Une lumière a commencé à emplir ma chambre, j’ai entendu une voix dire : « Tu iras bien. », puis plus rien ! Je me suis repris et me suis détendu pour dormir. Des jours sont passés, puis des semaines, puis des mois. Enfin, un matin, j’ai senti une vibration dans le pied. J’étais submergé par la joie. J’ai dit à l’infirmière que je voulais me lever et marcher. Elle m’a fixé en disant : « On va voir, on va voir. ». Sans l’ombre d’un doute, je savais que j’étais guéri. L’infirmière a appelé mon médecin, il est passé le lendemain et il a dit : « Donc vous pensez que vous pouvez marcher. ». J’ai répondu : « Oui. ».

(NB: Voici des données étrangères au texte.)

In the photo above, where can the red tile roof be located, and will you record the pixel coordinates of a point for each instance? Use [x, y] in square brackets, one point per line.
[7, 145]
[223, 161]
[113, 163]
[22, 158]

« Bien, nous allons voir. ». Quelques heures plus tard, on m’a descendu en salle de rééducation. On m’a amené sur mon lit et on m’a placé en position verticale. L’infirmière m’a aidé à me positionner face à deux barres parallèles. J’ai agrippé les barres et placé mes pieds fermement sur le sol. Un pas, deux pas ; « Oh mon Dieu ! Il marche » a-t-elle dit à celle qui m’avait amené. Les jours suivants ont été difficiles. J’ai fait de nombreux voyages jusqu’à la salle de rééducation. Les médecins ont prescrit quantité de radiographies. Ma femme et ma famille étaient stupéfaites ; mais moi je le savais ! On me l’avait dit. Le reste aussi devait être vrai. Mon médecin a été plus sidéré encore lorsqu’il a découvert qu’aucun os ne comprimait la moelle épinière. Je le cite : « Ce n’est pas normal. Il semble qu’une puissance supérieure ait fait pour vous ce que nous allions tenter de réaliser et de corriger en opérant. Je n’ai jamais rien vu de tel auparavant. ». Fermez les guillemets !

Depuis ce jour là, ma vie a changé, j’ai pu aider autrui de différentes manières que je n’aurais pu imaginer avant. Je voulais partager cela avec tout le monde, car c’est ce qui m’a fait progresser dans ma Quête de Vérité. Paix et Lumière à tous.